Yumurta: Yumurta satın alırken tavuklarına GDO’lu yem yedirmediğinden emin olduğumuz tanıdıklarımızdan satın alma yolunu tercih etmeliyiz. Bu mümkün değilse marketlerde satılan yumurtaları seçerken helal ve organik tarım logolu olması tercih sebebi olmalıdır. Ayrıca yumurtalar üzerindeki barkod numaraları bazı bilgiler içermekte. Barkodun ilk rakamı bize şu bilgileri vermektedir. “0” rakamı ile başlayan organik yetiştiricilik, “1” rakamı ile başlayan free range (açık dolaşıma erişim) yetiştiricilik, “2” rakamı ile başlayan kümeste kafessiz yetiştiricilik, “3” rakamı ile başlayan da kafesli yetiştiricilik anlamına gelmektedir.

“0” rakamı ile başlayan ve üretim tarihi en yeni olan yumurtalar tercih edilmeli.


Et & Tavuk:
Helal ve tayyip standartlarına uygunluğu kontrol edilmeli. Tanıdık güvenilir üreticilerin ürünleri alınmalı, paketli ürünlerde en azından gimdesten onaylı helal sertifikası aranmalı.


Balık:
Yetiştirme çiftliği balığı olmayan doğal deniz balığı ilk tercihimiz olmalı.

İnsan, kendisinde bulunan beş duyu vasıtası ile dış dünya ile iletişim kurabilen bir yapıya sahip. Aynı duyular hayvanlarda da mevcut ve itiraf etmek gerekirse çoğu zaman insanlardan daha ileri duyulara sahipler.

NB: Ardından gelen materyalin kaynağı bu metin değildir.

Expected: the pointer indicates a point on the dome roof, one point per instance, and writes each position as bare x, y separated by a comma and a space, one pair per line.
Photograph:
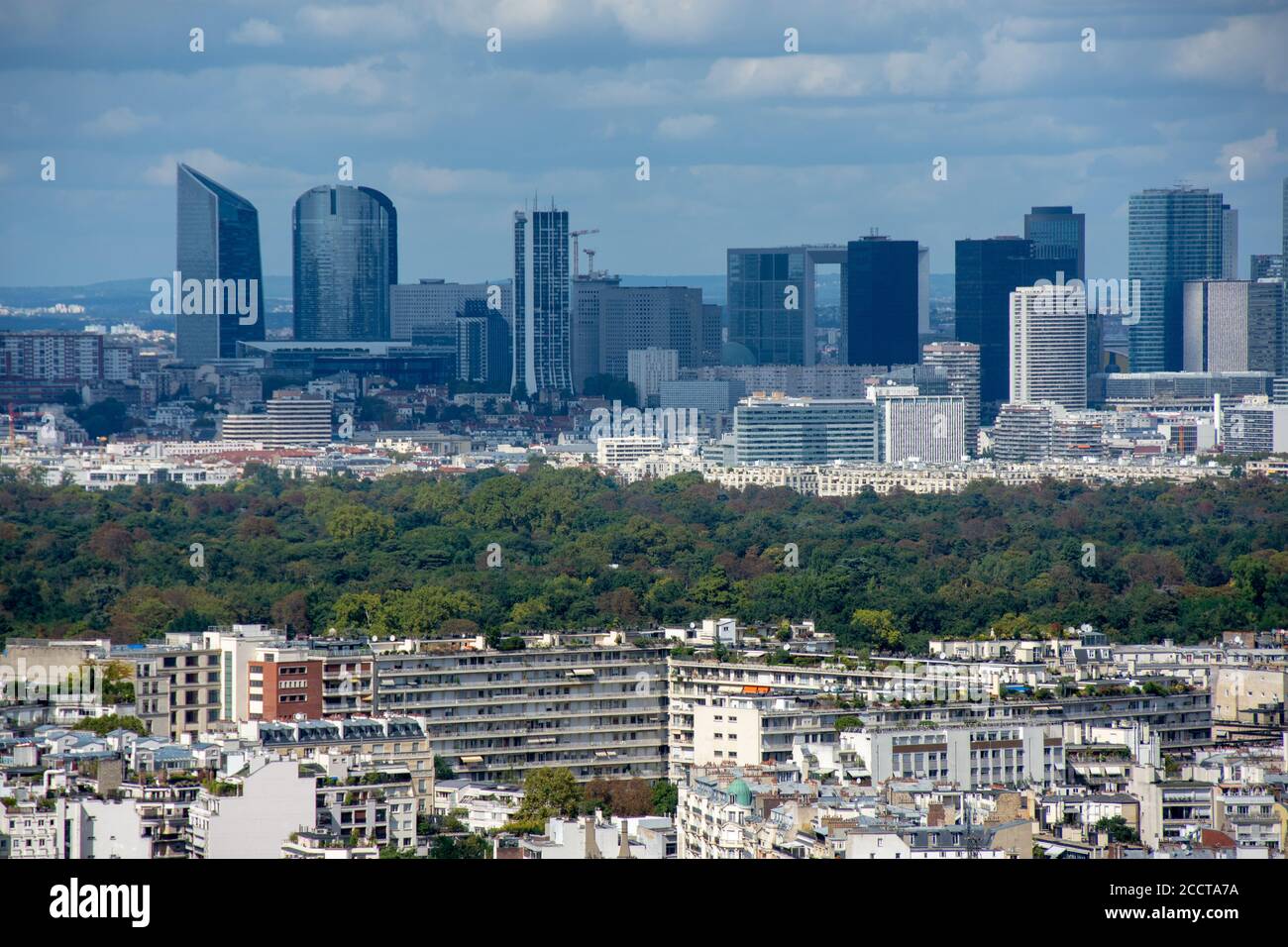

Bir köpek gibi keskin koku alamıyoruz, bir kartal gibi kilometrelerce öteyi çok net seçemiyoruz, bir köpek balığı gibi çok uzaktaki bir kokuyu algılayamıyoruz. Tabi Allah’ın bu şekilde takdir etmesinde bir çok hikmetler vardır. Yapılan bazı gözlemlerde karıncaların margarine dokunmazken, tereyağını yemeleri; kuşların gdo’lu mısırı yemezken, gerçek mısırı iştahla yemeleri gibi birçok vakaya rastlayabiliriz. Peki insan olarak, yeme ve içme konularında en azından hayvanlar kadar olamıyor muyuz? Kaldı ki insanı hayvandan ayrı ve üstün kılan akıl, ilim ve iman gibi özelliklerimiz var ve bu özellikler insana basiret ve hikmet sahibi olmak gibi daha ulvi lütuflar nakşediyor.

Bu girizgahtan sonra ilerde mizaçlara (kan gruplarına) göre beslenme, Peygamberlerin oruçları, intermittent fasting (aralıklı beslenme), şifa perhizleri, japonların yemek yeme alışkanlıkları gibi konularda da yazmak isterim.

Bu yazıya eklenebilecek bilgileriniz varsa yorum kısmında paylaşırsanız memnun olurum. Bilgi paylaştıkça çoğalır.

Tüm bu yazıda bahsettiğim ve bahsedemediğim konularda ben de kendimden ve ailemden mesulüm. Doğru kararlar vermem noktasında duanızı dilerim. Umarım şu kısa ömür yolculuğumuzda Rabbimizin hoşnutluğuna mani olacak işlerimizden kurtulma yolunda azim ve emek gösteririz.